Mobilegeddon: Hidden Effects on Desktop Sites
When Google announced their new Mobilegeddon guidelines – a series of mobile-friendly optimization requirements that was supposed to affect websites’ mobile search rankings on Google – the natural inclination for most businesses was to quickly adhere to those stipulations so as not to fall behind the competition when mobile users searched for their sites and keywords.
However, that fear may have been misplaced.
Mobile friendliness is obviously an important quality to have for your website; the amount of web browsing and eCommerce activity that takes place on mobile devices is constantly on the rise. However, what people failed to notice – and Google failed to tell us – is that mobile searches are not the only thing affected by mobile friendliness. In a series of tests that Catchpoint conducted last month, we discovered that the effects will be felt the most by your desktop site.
Google has said in the past – regarding desktop sites – that their search algorithm would indeed take performance into account when compiling its results. Thus, we wanted to see if the same emphasis on performance applied to the new mobile search guidelines as well.
With that in mind, we created 36 different pages of unique content, each with one of 12 unique keywords, so that each keyword existed on three different sites: two mobile sites and one desktop site. For each keyword, we then implemented different design and page construction elements, including throttling techniques of both base HTML and Javascript elements, to artificially slow some pages down more than others. Once the pages were constructed, we conducted a series of searches from both mobile and desktop devices and tracked the rankings of each.

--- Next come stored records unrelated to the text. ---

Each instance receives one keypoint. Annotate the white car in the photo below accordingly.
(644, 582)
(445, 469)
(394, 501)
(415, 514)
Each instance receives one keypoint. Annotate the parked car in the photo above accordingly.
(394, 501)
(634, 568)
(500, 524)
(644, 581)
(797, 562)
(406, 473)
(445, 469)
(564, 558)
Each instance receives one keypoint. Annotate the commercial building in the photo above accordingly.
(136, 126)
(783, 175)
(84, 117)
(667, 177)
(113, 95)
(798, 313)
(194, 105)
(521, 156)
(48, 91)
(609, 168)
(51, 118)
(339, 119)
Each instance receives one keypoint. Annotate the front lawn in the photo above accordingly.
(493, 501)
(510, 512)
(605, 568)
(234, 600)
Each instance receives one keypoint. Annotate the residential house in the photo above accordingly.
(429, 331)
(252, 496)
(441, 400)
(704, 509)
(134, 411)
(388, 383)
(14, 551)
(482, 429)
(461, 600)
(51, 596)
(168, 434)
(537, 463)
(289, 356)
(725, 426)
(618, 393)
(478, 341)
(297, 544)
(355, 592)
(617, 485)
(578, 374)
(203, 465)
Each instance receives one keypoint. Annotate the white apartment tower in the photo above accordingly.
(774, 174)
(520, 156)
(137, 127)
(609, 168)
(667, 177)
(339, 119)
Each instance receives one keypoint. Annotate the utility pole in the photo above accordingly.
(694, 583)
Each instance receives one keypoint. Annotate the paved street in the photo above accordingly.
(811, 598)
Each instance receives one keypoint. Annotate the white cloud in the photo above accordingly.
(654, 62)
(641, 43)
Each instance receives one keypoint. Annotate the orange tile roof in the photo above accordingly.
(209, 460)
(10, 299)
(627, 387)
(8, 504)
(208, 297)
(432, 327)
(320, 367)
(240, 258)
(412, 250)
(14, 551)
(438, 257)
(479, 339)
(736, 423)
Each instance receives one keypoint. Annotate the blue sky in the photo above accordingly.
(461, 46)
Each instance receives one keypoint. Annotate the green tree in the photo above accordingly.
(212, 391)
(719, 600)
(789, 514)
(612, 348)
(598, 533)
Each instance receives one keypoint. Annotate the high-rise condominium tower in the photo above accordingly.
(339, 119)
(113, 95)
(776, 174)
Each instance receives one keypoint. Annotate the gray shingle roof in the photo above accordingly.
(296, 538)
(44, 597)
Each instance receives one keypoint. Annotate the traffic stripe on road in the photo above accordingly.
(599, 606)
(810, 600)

The results were pretty illuminating.
The first thing we noticed – the thing that we were looking for – was that performance seemed to play little to no factor in the mobile sites’ search rankings. Fast HTML pages were ranked ahead of their slower HTML counterparts more often than not, but not exclusively, either. And slowed-down Javascript elements on the pages had no impact whatsoever. Additionally, desktop sites – aka those which were not mobile-friendly – came in last across the board, regardless of the speed of their base HTML. This confirmed what Google had been telling us.
However, the real kicker came when we conducted the same searches of each keyword on desktop computers and got the EXACT same results. In every instance, the desktop sites – whether they were fast or slow – came in behind both the fast and slow versions of their mobile site counterparts.
In the graph above, you can see the average rankings of the different types of pages across both the mobile (orange) and desktop (blue) searches. Not only are the mobile sites all nearly even with regard to where they appear in the rankings while the desktop sites finish last every time, but there’s no difference between those searches conducted on mobile devices and those on desktop computers.
The conclusion to draw from this is perfectly clear: mobile optimization is of the utmost importance, and site developers have to take it into account regardless of how much mobile traffic they anticipate. Failing to do so will lead to serious ramifications when users search for your keywords.